Nanna. – Donc le métier de putain n'est pas un métier de sotte, et moi qui le sais bien je ne me dépêche pas, en ce qui te regarde. Il faut savoir autre chose que relever ses jupes et dire: «Va, j'y suis»; à moins qu'on ne veuille faire banqueroute le jour même où l'on ouvre boutique. Pour en venir à la moelle, il arrivera que, dès qu'on te saura entamée, beaucoup voudront être les premiers servis; moi je ressemblerai à un confesseur qui réconcilie une foule, tant j'aurai de «pchitt! pchitt!» murmurés dans mes oreilles par les entremetteurs de celui-ci ou de celui-là; tu seras toujours retenue d'avance par une douzaine. Si bien qu'il nous faudrait que la semaine eût plus de jours que n'en a un mois entier. Tiens, me voici dans mon rôle, en train de répondre au valet de messire un tel: «Il est vrai que ma Pippa s'est laissé pincer, Dieu sait comment!
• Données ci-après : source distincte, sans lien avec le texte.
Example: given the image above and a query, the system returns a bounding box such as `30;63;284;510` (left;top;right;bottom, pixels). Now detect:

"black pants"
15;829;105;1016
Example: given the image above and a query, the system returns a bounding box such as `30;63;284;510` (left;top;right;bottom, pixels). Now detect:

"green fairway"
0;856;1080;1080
Ah! vache de commère! ruffiane de commère! tu me le payeras. Ma pauvre fille est plus pure qu'une colombe; il n'y a pas eu de sa faute, et, parole de Nanna, elle n'a encore consenti qu'une seule fois. Il faudrait que je fusse bien barbare pour la livrer de la sorte, mais Sa Seigneurie m'a si fort ensorcelée que je ne trouve pas de langue pour lui dire non. Ma fille s'y rendra un peu après l' Ave Maria .» Toi, au moment où le messager se dispose à s'en aller porter la réponse, traverse en courant la maison, et comme si tes cheveux s'étaient dénoués, laisse-les se dérouler sur tes épaules, puis entre dans la salle en levant un peu la figure, de façon que le valet te donne une œillade.
Pippa. – A quoi sert de faire comme cela?
Nanna. – Cela sert, parce que les valets sont tous les ruffians et les enjôleurs de leurs maîtres. Dès que celui dont je te parle sera de retour près du sien, tout essoufflé et hors d'haleine, pour accaparer ses faveurs, il s'écriera: «Maître, j'ai tant fait que j'ai réussi à voir la belle; elle vous a des tresses qu'on dirait des fils d'or; elle vous a deux yeux que j'en méprise les faucons. Autre chose: je vous ai nommé à propos, pour voir quelle mine elle ferait en entendant parler de vous; eh bien! c'est une fille à se laisser incendier par un soupir.»